On Sun, Jan 4, 2026 at 3:07 AM Jens Maurer via Std-Proposals <std-proposals@lists.isocpp.org> wrote:


On 1/4/26 08:32, Jan Schultke wrote:
>
>     Things that you might want to put into the narrative:
>
>      - Given that several function declarations may have deviating
>     parameter names, choosing which one to take is a question.
>     But that has been conceptually addressed by reflection
>     (take the unique one, otherwise there is none).
>
>      - Exposure of function parameter names from the standard library
>     is also conceptually addressed by reflection.
>
>
> Yeah, maybe the draft doesn't make it so obvious, but our approach to declarations with different parameter names is the same as for parameter name reflection.
>
> As for standard library functions, they already have a bunch of properties that are observable but which we don't bother to keep stable like:
>
>   * Exact expression validity/invalidity (detectable with requires-expressions).
>   * Forming function pointers or references to functions (except for addressable functions).
>   * Explicitly providing template arguments (in <algorithm>).
>   * Reflecting on parameter names and other properties (although I'm not sure we have a policy for this).
>
> Furthermore, the parameter names in the implementation all use reserved identifiers, and we could recommend a warning when a reserved named argument is used, like f(.__x = 0). Consequently, a library-wide policy of not supporting named arguments would be trivial to implement.

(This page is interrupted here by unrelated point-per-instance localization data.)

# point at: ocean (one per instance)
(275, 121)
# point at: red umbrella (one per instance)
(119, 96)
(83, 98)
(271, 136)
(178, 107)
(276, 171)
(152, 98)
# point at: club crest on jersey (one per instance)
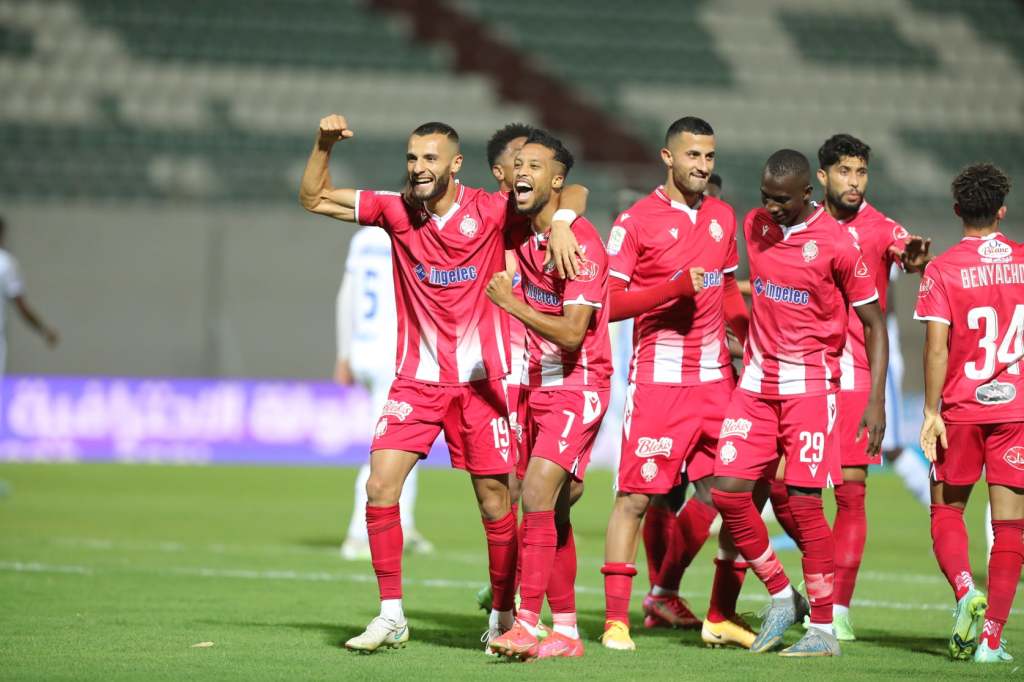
(653, 446)
(993, 251)
(995, 392)
(468, 226)
(615, 239)
(810, 251)
(716, 230)
(739, 427)
(727, 453)
(648, 471)
(398, 409)
(861, 269)
(1015, 458)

I have no concern about the outcome; my concern is to make the connection to
reflection decisions in the narrative of the paper, to show the conceptual
consistency there.

Jens

I think it's pretty likely that keyword arguments would have to be explicitly opt-in. Standard library implementations use reserved names for all their parameters, but approximately no other libraries actually do. And those library's parameter names are, very likely, not considered for external use — and may not want to be considered as part of the API. This is a bit different from reflection, since you can't actually do much with the reflected identifiers (except using in bindings, which is super useful) but now we're talking about use in normal code. 

Even when the parameter names are normal-ish, that's probably not something that library authors want users to rely on. For instance, in range-v3, the predicates and projections are pretty consistently named pred and proj, but is that the correct user-facing name? Eric and Casey have never had to think about this before. max(r, .proj=key) is definitely nicer to read than max(r, {}, key), but not as nice as max(r, .key=key) (or ".by" or something else). Lack of explicit opt-in cements a decision that up until now was never even a known decision. 

Swift does this via parameter labels, as distinct from parameter names. Where the argument label is user-facing but the  parameter name is for the implementation only.